In conclusion, I don’t know what I’m talking about. But I am entirely dissatisfied.

You do not have to be good. You do not have to walk on your knees

Skylines, treelines, and horizons.

Again and Again, However We Know the Landscape of Love

There is a great discrepancy between the interior of the apartment where my paternal grandparents live and the neighborhood of skyrises surrounding their building. The washed-out building façades are scraped raw like skin to reveal hazardous cement cracks and streaks of dirty laundry water like human tears. A precariously heaped mountain of waste in front of our building has just crumbled under heavy rain—from ten floors above the neon plastic bags and the bright watermelon shells almost look pretty. When the sun comes out the damp heap will swarm with maggots and flies, but while it rains the weather is bearable and the breeze is steady and cool. The inner circuit of my grandparents’ neighborhood is a road forever stamped with spit, gum, and garbage thrown carelessly from rooms high above. Nothing looks cleaner than was a few years ago, although admittedly pristine would be a difficult look to achieve when the drooping sky casts everything in a dustier shade. I notice only a few differences: the new air conditioning machines sitting out on the ledges of every apartment window, still white from the department store and the small parade of fancy cars encircling each building in the neighborhood. The old preschool playground I can see to the left is exactly the same as it was eight years ago. The barbershop in front of the playground gates has lost its signature barbershop roll and still has not been painted to look a bit more welcoming for patrons, since its only regular customers are the elderly looking for a trim to affirm that their hair is still growing. The biggest difference is beyond the neighborhood gate, where the highway is congested by five in the morning, buses wait splattered with colorful advertisements for Olympics merchandise, taxis dart in and out seeking business, and motorcycles with horns replace the former school of rickety bicycles with bells. The constant rush of traffic, punctuated by angry horns and engines, never quiets. The city truly never sleeps. In all its smog and smoke, I have never seen a true sunrise and sunset to mirror our most instinctive pattern of sleeping and waking. Here is the face of urban China.
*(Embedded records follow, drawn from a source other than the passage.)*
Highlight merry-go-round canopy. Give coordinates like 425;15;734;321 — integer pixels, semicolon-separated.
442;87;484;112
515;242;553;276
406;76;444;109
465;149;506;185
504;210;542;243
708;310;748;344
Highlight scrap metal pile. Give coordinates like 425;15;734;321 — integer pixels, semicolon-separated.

Shall I Wear My Trousers Rolled.

Traveling, especially by air, is a fairly uncomfortable experience, but the idea of being airborne is great compensation for physical discomfort. The airport itself is a fascinating intersection of anything and everything—literal concourse junctions mirroring the tangible crisscrossing of individual lives. The terminal microcosm facilitates a sort of social experiment. How close can we sit beside someone, not speaking, not knowing who they are, but cramped into the same small space and traveling to the same place? Conversations usually carry in whispers and fragments of a foreign or familiar language punctures the steady murmur of speech. The observant—or perhaps the meticulous—make note of everyone’s luggage collections. I’ve always tried to catalogue and classify the blank-faced traveler sitting before me based on the little flowery carryon or the professional, sleek briefcase. I want to know the history of the single woman sitting in front of me with her arms crossed: why she is traveling alone, what brings her to this particular airport, why she wants to go where I am also going. It’s too simple to believe that our natures compel us to be gossipmongers; I prefer to think of it as an inclination for voyeur. That other person’s life is most fascinating when we see everything but know nothing. Capacity for unrestrained imagination transforms the people at the terminal, the infinite concourses that form an asterisk, and silenced sky and airplanes beyond the floor-length windows into concentric circles of orbit, of which I am the center. It isn’t human egoism that drives this thought, but my tendency to treat physical proximity as intimacy. And this is precisely how I feel sitting in terminal K19, listening to a disembodied female voice calling out names and instructions and watching tiny airplanes, as tiny as the little steel model planes I played with as a child, crossing dangerously close together.